Doctor of Philosophy

Program

English

Supervisor

Dr. Tilottama Rajan

Abstract

This dissertation focuses on the way Romantic-period philosophers, artists and writers were critically engaged with various Romantic-period disciplines, those branches of learning that were complexly enmeshed with the inhuman and putting increasing pressure on the concept of “the human.” Over the course of five chapters, this study pursues the problematic of “the human” across the borders of philosophy, where Immanuel Kant entertains extraterrestrials while organizing the new discipline of pragmatic anthropology; the early and late illuminated work of poet-engraver William Blake, which enables us to think the inhumanities within the human; the closet drama and poetry of Percy Bysshe Shelley, which think the inhumanity of life; and the fiction of Mary Shelley, as a thought experiment about the end of man and posthuman survival of man’s cultural achievements. “The Romantic Posthuman and Posthumanities” analyzes the human at its borders with the inhuman in Romantic literature. It examines the erosion of these borders through the way key disciplines (aesthetics, literature) were thematized in literary texts by Blake and the Shelleys. This thesis makes the case that a theoretical thinking about the end of man, of a humanism associated with man and his disciplinary formations, and a reflection on what comes after this end, all have their inception in Romantic thought.
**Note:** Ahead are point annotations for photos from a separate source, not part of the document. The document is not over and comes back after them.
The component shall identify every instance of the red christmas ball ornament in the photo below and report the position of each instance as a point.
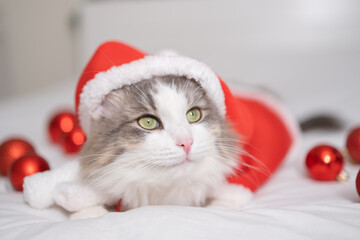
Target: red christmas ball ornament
(60, 125)
(358, 183)
(74, 140)
(324, 162)
(25, 166)
(353, 144)
(11, 150)
(118, 206)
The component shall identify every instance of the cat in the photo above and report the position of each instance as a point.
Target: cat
(160, 141)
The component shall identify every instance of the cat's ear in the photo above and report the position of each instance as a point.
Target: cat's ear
(99, 112)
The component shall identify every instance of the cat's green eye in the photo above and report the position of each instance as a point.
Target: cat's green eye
(148, 123)
(193, 115)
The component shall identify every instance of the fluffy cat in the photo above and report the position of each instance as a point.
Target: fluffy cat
(160, 141)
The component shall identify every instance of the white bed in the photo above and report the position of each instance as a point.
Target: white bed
(289, 206)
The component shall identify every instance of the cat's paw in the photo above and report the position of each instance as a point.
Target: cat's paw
(74, 196)
(91, 212)
(230, 196)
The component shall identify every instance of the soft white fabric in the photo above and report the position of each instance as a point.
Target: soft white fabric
(153, 65)
(289, 206)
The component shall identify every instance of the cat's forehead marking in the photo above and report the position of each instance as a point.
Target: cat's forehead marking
(170, 100)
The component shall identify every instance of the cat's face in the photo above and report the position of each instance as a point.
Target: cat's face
(158, 131)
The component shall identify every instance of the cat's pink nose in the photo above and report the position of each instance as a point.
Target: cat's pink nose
(185, 144)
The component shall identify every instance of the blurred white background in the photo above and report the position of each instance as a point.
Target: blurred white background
(297, 48)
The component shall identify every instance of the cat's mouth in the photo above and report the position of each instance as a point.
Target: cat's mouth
(186, 161)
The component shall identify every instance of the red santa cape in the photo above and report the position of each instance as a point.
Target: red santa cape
(269, 133)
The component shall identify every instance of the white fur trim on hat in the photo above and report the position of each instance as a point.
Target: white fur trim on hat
(95, 90)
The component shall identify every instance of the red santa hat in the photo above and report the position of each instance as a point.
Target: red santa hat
(269, 133)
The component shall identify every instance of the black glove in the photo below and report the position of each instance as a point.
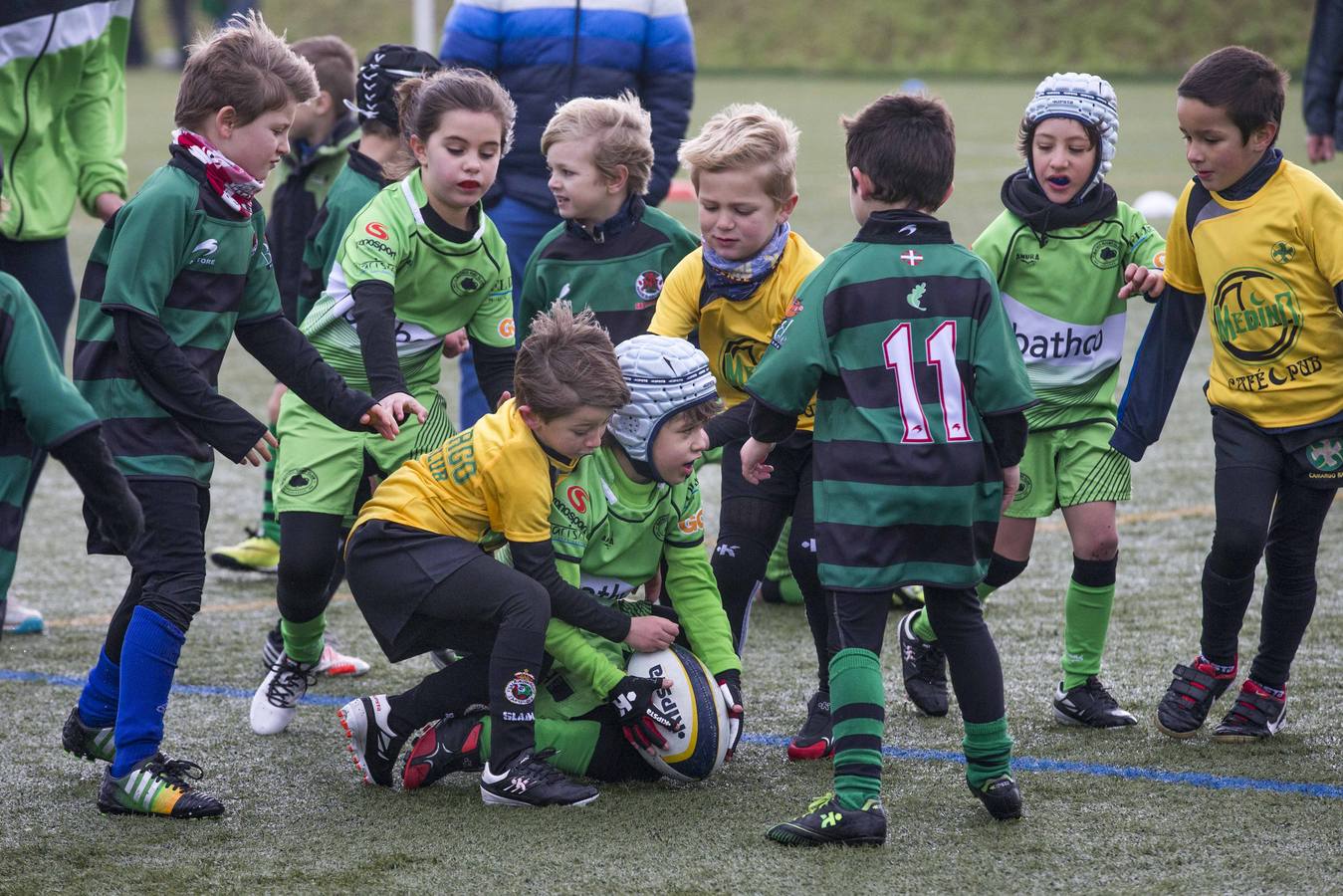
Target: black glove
(107, 493)
(639, 719)
(730, 683)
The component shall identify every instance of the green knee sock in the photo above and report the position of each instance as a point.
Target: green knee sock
(573, 742)
(304, 641)
(269, 522)
(923, 627)
(988, 751)
(1085, 625)
(858, 710)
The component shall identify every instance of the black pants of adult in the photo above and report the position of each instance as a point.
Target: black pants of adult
(42, 268)
(1265, 508)
(977, 675)
(168, 561)
(751, 519)
(423, 591)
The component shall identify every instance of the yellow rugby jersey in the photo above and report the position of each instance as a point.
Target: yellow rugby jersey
(488, 484)
(1268, 266)
(735, 335)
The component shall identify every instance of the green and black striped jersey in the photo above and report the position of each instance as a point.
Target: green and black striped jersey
(907, 346)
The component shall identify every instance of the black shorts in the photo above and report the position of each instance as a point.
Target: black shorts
(1311, 457)
(391, 569)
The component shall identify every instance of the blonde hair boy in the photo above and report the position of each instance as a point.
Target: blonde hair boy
(622, 133)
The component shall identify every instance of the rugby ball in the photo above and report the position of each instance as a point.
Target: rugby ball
(697, 750)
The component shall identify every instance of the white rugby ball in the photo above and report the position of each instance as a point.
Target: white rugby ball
(1155, 204)
(697, 750)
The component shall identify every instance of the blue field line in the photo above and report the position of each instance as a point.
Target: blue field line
(1019, 764)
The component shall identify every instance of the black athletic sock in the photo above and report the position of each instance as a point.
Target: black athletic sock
(1225, 602)
(450, 689)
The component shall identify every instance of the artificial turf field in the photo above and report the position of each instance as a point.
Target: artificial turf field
(1126, 810)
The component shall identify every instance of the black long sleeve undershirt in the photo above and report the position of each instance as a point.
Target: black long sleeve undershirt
(293, 360)
(375, 320)
(162, 369)
(577, 607)
(1008, 433)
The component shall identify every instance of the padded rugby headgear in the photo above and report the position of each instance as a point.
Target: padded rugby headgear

Here, Romanticism is a sign of history for man’s fragilization, for a privileged conception of man and of a certain understanding of life, a counter-discourse to Enlightenment humanism. What emerges – and this is the real importance of this endeavour – is a more comprehensive portrait of the ways in which the human and a decidedly humanistic understanding of life in the long Romantic period were widely and complexly enmeshed with – to follow Blake – an “innumerable company” of inhumans, including ether, rocks, plants, infusoria, and animals. This study reflects on our contemporary lives within what is increasingly being called the “posthumanities,” and hopes that as we move towards this new humanities we will acknowledge and better understand our debt to Romantic thought, our model for a hybridized interdisciplinary thought wherein art and science, human and inhuman are frequently entwined.